One word of warning: The agraph gem requires that string literals be passed as raw RDF syntax, and not as high-level objects (as far as I can tell). This is slightly awkward. For example, note how we specify the English-language string "John Doe" in the following example:

stmts = repo.statements
stmts.create('<http://example.com/people#jdoe>',
             '<http://xmlns.com/foaf/0.1/name>',
             '"John Doe"@en')

Other RDF resources

The rubyrdf library appears to have been abandoned. The public-rdf-ruby mailing list seems pretty quiet these days, too. The rdf_context library is still going strong, but it appears to fill roughly the same niche as RDF.rb without the depth of add-on libraries.

Besides ActiveRDF, there are two other RDF object mappers available for Ruby. These have some interesting ideas, but they don't seem to have a lot of traction.

  • rdf-mapper: An RDF object mapper sitting directly on top of RDF.rb. According to the website, this is under heavy development and not yet ready for production use. It handles RDF vocabularies and properties in a rather nice way, relying on RDF.rb's infrastructure whenever possible. However, because this is a standalone library, it doesn't have deep integration into the Rails 3 ecosystem.
  • dm-rdf: DataMapper storage adapter for a variety of different RDF data stores, including Sesame and RDFcache. Has a reasonable syntax for declaring object properties and default namespaces.

If anybody is looking for ideas on how to make good dynamic-language APIs for working with RDF, here are some Python RDF libraries for comparison purposes:

What's missing: ActiveModel and ActiveRelation

As far as I can tell, two major players are missing from the Ruby RDF scene: ActiveModel and ActiveRelation. If you haven't heard of these, you might enjoy the slick introductory video (6m 30s).

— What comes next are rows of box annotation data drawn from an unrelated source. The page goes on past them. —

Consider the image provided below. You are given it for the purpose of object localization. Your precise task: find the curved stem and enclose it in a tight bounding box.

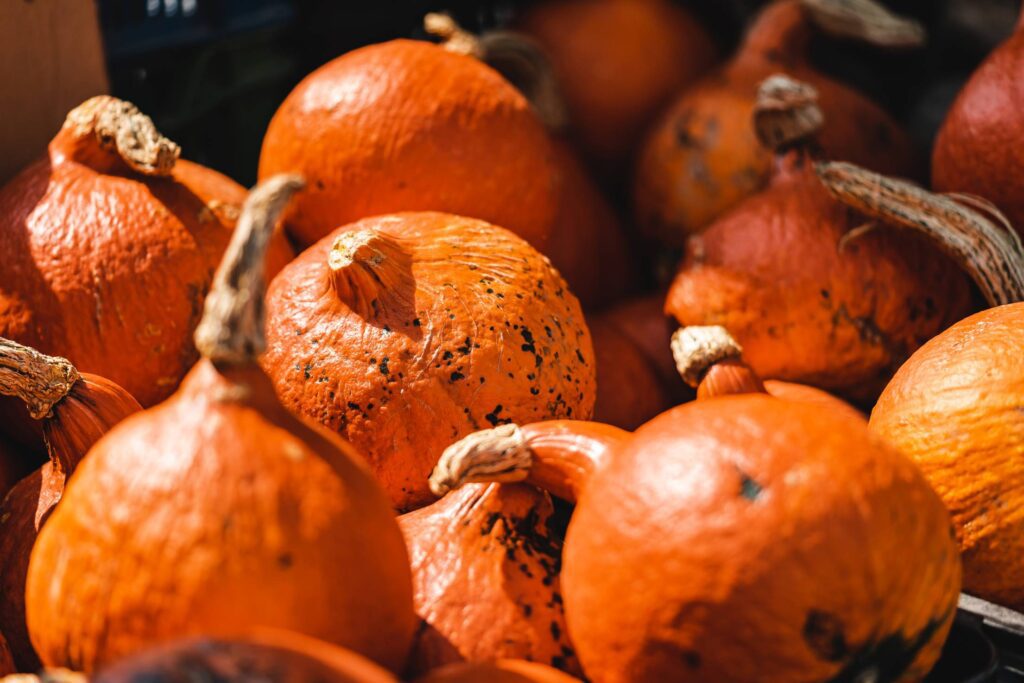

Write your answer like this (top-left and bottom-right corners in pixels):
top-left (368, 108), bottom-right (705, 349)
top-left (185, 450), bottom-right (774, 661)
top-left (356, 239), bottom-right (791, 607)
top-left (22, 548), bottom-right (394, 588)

top-left (195, 175), bottom-right (303, 366)
top-left (0, 338), bottom-right (81, 420)
top-left (814, 162), bottom-right (1024, 306)
top-left (430, 420), bottom-right (631, 503)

Up until Rails 3, Rails developers used the built-in ActiveRecord API to access SQL databases. If they wanted to work with non-SQL databases, they had to make some sacrifices. Libraries like ActiveRDF and MongoMapper re-implemented much of the ActiveRecord API, but they had a number of shortcomings: features like validations always worked in a slightly incompatible fashion, and other Rails add-ons would frequently be confused by the API differences.

The Rails 3 team decided to stop this pointless reinvention of (square) wheels, and extracted much of ActiveRecord's functionality into ActiveModel. While they were at it, they replaced ActiveRecord's ad hoc query APIs with ActiveRelation, which offers a fully-composable interface to the relational algebra in Ruby:

class Post < ActiveRecord::Base
  scope :published, where(:published => true)
  scope :visible,
        published.where(:hidden => false)
  scope :reverse_publication_order,
        order('posts.created_at DESC')
end

# Return the 10 most recent visible posts.
Post.visible.reverse_publication_order.limit(10)

Using has_scope, you can even map these scopes directly onto URL query parameters!

For some more examples of ActiveModel goodness, see Mongoid and the Rails 3 libraries for neo4j. If you want to implement your own object mapper, I strongly recommend the excellent Crafting Rails Applications book and this talk on ActiveModel and ActiveRelation.

Clearly, there are some real possibilities for working with RDF here.